SERGE BOUCHARD est devenu le plus illustre des anthropologues du Québec en empruntant
tous «les chemins de travers». Lire
en rafales les chroniques qu’il a rédigées au cours de la dernière décennie
donne un aperçu de la pensée de cet homme qui s’est toujours tenu un peu en marge
pour mieux scruter la société.
Ce
nomade n’hésite jamais à prendre le volant pour traverser le Québec, se rendre
à Chibougamau pour une conférence et revenir à Montréal pendant la nuit. Pas
étonnant qu’il ait décidé de faire une thèse de doctorat sur les camionneurs,
ces hommes, parfois une femme comme Sandra Doyon, qui traversent le continent,
vivant avec des repères qui échappent le plus souvent au commun des mortels.
Il
s’attarde aux autobus de son enfance qui le transportaient de
Pointe-aux-Trembles au cœur de Montréal à tous les jours. Il a fini par
connaître ces véhicules mieux qui quiconque.
«J’étais
adolescent, atteint d’une douce folie. L’autobus avait autant d’importance dans
mon éducation que l’histoire de Rome ou la grammaire grecque.

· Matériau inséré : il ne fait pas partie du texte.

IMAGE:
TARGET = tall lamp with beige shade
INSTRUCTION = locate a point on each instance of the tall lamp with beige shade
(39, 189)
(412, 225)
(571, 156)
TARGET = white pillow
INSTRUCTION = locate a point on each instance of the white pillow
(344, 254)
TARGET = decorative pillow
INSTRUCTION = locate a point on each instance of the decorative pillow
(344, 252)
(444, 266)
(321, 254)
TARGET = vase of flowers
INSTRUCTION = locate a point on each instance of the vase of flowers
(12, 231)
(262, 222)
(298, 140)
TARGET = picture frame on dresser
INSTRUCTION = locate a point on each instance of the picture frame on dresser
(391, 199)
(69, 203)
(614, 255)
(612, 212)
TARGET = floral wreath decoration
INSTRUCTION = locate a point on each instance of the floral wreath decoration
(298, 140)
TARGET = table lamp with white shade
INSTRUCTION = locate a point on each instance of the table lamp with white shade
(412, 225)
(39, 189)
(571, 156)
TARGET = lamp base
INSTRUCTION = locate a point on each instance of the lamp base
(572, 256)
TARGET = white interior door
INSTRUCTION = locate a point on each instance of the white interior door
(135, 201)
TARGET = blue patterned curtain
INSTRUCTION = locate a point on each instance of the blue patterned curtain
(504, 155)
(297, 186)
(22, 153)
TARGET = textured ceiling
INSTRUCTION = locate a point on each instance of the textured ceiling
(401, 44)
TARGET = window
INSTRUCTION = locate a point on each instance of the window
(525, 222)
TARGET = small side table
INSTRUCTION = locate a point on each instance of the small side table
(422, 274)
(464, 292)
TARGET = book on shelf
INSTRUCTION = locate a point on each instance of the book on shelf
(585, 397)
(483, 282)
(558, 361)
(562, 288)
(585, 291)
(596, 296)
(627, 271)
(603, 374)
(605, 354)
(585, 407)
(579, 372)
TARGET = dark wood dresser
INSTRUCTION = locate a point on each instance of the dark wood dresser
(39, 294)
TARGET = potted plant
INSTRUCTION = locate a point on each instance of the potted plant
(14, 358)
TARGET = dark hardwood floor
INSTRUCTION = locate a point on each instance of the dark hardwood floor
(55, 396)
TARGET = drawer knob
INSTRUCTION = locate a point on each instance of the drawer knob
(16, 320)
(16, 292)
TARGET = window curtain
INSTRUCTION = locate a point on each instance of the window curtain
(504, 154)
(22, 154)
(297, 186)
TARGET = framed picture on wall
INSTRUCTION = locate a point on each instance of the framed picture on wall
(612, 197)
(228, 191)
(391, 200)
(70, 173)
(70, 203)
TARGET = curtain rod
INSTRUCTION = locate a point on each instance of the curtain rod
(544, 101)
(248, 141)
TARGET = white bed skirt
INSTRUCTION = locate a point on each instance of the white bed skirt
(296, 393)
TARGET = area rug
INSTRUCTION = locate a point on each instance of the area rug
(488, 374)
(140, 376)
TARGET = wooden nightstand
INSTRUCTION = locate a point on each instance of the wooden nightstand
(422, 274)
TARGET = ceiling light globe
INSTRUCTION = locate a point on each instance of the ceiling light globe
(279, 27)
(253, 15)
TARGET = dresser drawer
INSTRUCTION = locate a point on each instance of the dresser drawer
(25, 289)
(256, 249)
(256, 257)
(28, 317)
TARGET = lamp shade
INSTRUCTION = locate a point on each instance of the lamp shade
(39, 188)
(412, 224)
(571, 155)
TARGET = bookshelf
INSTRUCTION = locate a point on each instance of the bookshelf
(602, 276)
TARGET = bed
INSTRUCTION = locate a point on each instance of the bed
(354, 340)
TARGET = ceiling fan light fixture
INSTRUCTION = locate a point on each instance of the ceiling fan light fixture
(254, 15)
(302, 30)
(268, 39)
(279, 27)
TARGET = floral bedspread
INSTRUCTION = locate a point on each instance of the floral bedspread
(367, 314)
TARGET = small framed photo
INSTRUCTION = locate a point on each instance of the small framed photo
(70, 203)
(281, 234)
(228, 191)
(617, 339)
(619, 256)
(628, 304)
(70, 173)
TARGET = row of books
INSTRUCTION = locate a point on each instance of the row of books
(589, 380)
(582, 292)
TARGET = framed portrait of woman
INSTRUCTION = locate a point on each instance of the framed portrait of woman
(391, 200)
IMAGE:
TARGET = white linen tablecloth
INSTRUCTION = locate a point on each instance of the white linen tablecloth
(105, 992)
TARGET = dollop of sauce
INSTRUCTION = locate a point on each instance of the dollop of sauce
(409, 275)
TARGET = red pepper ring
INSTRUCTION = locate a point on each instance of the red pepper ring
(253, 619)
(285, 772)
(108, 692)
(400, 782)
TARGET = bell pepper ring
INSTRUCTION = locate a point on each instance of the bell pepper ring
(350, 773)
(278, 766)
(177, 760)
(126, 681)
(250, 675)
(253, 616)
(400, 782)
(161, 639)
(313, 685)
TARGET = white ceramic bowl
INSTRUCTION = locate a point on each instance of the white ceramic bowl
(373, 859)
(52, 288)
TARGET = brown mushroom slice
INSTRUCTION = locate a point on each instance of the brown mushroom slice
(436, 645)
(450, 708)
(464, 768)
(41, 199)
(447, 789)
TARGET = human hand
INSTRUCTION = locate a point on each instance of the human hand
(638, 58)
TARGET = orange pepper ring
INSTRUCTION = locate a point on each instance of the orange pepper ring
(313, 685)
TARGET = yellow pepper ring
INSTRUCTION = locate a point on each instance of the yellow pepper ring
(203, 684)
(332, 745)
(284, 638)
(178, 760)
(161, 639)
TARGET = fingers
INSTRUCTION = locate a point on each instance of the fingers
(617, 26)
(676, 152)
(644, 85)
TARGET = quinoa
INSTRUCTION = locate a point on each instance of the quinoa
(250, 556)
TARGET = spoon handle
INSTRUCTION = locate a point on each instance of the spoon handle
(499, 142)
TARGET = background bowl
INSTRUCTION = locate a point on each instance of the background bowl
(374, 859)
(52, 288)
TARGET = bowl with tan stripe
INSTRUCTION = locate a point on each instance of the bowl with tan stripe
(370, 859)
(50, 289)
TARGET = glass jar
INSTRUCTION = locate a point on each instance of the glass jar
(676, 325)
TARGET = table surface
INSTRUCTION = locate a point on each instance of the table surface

Je classais,
retenais, observais, je huilais et nourrissais mon cerveau avec de la matière
aussi impossible qu’improbable: trois heures par jour à organiser une sorte
d’univers mental que je ne pouvais partager avec personne. Mais quel bonheur,
que de paix, que de consolations!» (p.31)
Le temps
Serge
Bouchard aime prendre son temps, ce qui manque le plus aux gens de maintenant
qui ne savent que s’étourdir en se branchant à tous les gadgets comme à un
respirateur.
«Je
suis un grand-père du temps des mammouths laineux, je suis d’une race lourde et
lente, éteinte depuis longtemps. Et c’est miracle que je puisse encore parler
la même langue que vous, apercevoir vos beaux yeux écarquillés et vos minois
surpris, votre étonnement devant pareilles révélations. Cela a existé, un temps
passé où rien ne se passait.» (p.20)
Une
méditation sur la nature que l’on cesse de regarder faute d’intérêt. Le monde est
de plus en plus comprimé dans les ordinateurs, les IPad, les IPod et autres bidules
dits intelligents.
Voir
le temps passer, scruter le passé pour mieux comprendre ce que nous sommes, cette
Amérique qui le fascine tant, ces peuples disparus ou presque que l’on a
méprisés. Une bien triste histoire. Serge Bouchard n’est guère tendre avec
Christophe Colomb.
«Christophe
Colomb était un marin médiocre, grand mythomane, grand parleur, menteur,
peut-être le plus perdu des hommes de son temps, égaré dans sa tête, écarté
dans ses voyages.» (p.132)
«L’Amérique
n’a pas été découverte, elle a été tuée. Elle a été assassinée, torturée,
violée.» (p.133)
De
quoi avaler un peu de travers.
Intime
Le
chroniqueur sait aussi devenir touchant quand il raconte la lutte de sa femme
contre le cancer pendant des années. Sa mère aussi, une femme fière qu’il voit
vieillir.
«Juste
à respirer, ma mère pose le problème de la vieillesse dans sa totale absurdité.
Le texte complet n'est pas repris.